KBR, Jakarta- Masih lekat di ingatan Sofian Sauri saat pertama kali pindah ke Pulau Sangiang. Sejauh mata memandang, hanya tampak pepohonan kelapa tinggi menjulang. Sungguh kontras dengan kondisi di Anyer, tempat tinggalnya dulu.

“Saya masuk tahun 2000, itu nuansanya masih benar-benar kayak zaman dulu. Saya kaget, sempat saya tiap malam nangis juga dari kehidupan saya di sana,” kenang pria yang disapa Pian saat ditemui KBR.

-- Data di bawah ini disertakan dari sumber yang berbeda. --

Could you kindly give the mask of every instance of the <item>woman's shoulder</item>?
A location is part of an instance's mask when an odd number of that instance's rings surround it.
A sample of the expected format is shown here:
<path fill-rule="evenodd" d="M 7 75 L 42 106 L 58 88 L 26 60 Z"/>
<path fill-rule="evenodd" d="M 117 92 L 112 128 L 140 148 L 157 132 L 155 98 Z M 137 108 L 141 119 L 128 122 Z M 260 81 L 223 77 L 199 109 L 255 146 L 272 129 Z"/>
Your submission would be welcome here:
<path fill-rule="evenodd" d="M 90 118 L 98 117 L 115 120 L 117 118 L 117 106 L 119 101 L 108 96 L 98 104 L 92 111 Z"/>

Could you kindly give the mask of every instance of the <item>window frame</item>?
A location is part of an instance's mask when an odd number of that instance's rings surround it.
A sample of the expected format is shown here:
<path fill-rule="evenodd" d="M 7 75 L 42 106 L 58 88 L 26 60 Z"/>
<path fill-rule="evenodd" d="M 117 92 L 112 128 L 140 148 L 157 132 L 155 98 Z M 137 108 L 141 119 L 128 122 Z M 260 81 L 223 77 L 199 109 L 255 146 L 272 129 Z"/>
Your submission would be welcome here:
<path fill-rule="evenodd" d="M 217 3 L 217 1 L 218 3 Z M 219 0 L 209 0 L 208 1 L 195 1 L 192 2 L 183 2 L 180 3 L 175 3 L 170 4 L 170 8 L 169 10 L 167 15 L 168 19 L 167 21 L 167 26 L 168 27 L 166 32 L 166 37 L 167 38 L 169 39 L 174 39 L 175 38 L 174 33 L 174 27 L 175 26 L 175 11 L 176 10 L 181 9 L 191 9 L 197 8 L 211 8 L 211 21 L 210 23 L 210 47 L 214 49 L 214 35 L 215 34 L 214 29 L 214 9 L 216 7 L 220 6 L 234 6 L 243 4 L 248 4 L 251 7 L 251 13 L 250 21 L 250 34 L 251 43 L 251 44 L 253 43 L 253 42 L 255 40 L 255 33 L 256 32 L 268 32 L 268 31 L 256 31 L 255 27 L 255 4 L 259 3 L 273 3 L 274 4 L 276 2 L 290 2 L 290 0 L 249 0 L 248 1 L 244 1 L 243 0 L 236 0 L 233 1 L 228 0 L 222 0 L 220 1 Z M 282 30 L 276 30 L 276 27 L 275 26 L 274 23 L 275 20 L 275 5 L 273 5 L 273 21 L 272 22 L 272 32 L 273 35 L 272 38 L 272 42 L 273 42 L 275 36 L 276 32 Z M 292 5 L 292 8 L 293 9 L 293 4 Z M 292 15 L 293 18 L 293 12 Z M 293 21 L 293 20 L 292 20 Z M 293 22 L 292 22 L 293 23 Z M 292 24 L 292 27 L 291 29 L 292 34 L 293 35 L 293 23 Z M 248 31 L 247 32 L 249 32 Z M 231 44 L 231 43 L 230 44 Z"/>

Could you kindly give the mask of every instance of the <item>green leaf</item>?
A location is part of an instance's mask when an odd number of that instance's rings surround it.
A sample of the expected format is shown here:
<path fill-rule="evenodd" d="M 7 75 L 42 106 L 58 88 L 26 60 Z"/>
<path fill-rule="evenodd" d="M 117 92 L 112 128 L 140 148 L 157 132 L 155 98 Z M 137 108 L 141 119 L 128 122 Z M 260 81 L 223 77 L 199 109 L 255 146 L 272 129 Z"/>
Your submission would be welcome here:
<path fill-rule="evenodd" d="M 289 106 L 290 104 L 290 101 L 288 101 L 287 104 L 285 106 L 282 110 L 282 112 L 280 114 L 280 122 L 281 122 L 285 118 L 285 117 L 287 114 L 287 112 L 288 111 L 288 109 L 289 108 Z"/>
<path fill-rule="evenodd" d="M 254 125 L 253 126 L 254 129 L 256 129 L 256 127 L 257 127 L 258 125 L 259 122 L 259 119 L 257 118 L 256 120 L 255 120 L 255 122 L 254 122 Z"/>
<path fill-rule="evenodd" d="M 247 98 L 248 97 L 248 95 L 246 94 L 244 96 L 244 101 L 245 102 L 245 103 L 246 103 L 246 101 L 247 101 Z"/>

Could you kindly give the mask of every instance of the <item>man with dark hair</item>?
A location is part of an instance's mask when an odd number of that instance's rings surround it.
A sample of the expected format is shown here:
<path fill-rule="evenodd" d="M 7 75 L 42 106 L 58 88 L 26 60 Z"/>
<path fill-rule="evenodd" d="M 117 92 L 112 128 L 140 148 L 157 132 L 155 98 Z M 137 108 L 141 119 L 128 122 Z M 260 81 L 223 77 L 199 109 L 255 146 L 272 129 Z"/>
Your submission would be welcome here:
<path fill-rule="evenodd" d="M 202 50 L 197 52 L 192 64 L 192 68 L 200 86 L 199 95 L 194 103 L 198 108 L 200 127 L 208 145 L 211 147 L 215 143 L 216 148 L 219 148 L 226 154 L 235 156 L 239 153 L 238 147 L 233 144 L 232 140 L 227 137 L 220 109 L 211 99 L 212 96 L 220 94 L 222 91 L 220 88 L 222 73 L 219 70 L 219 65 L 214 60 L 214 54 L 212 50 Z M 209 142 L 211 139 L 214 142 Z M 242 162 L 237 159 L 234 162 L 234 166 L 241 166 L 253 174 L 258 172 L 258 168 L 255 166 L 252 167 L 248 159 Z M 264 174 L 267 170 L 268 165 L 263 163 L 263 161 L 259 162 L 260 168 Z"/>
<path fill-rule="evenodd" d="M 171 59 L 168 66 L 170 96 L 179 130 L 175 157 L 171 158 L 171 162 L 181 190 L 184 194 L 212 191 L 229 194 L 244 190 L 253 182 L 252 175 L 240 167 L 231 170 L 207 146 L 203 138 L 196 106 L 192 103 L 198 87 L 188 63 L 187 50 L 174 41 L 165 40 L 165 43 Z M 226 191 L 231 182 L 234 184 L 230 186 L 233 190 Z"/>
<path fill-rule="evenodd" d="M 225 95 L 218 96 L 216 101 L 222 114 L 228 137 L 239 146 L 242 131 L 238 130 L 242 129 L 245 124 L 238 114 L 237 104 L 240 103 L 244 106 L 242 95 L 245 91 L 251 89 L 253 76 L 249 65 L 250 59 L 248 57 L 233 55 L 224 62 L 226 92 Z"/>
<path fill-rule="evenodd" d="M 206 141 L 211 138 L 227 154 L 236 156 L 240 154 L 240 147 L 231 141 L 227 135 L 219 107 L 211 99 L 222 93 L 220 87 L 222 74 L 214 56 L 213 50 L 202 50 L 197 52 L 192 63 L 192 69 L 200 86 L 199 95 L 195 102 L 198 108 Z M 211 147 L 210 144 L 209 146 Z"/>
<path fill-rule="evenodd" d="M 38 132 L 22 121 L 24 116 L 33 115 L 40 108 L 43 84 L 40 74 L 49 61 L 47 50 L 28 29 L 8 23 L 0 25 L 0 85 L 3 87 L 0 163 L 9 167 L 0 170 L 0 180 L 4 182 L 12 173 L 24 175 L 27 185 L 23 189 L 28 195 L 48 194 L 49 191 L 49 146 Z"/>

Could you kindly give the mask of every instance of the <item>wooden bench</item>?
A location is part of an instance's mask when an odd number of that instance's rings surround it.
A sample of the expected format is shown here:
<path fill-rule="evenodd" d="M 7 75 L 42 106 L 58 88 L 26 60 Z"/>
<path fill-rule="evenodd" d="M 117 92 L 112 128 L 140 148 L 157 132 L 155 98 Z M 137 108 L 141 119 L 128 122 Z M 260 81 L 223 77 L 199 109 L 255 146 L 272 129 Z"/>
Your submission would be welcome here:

Keluarga Pian adalah bagian dari 18 keluarga yang masih bertahan di Pulau Sangiang. Lelaki 48 tahun ini pindah ke sana mengikuti sang istri

“Selesai pendidikan, saya kerja di material. Setelah kawin dengan orang sini (Sangiang), akhirnya ikut ke sini berhenti di materialnya. Waktu saya masuk ke sini itu ada sekitar 45 KK,” ujar Pian.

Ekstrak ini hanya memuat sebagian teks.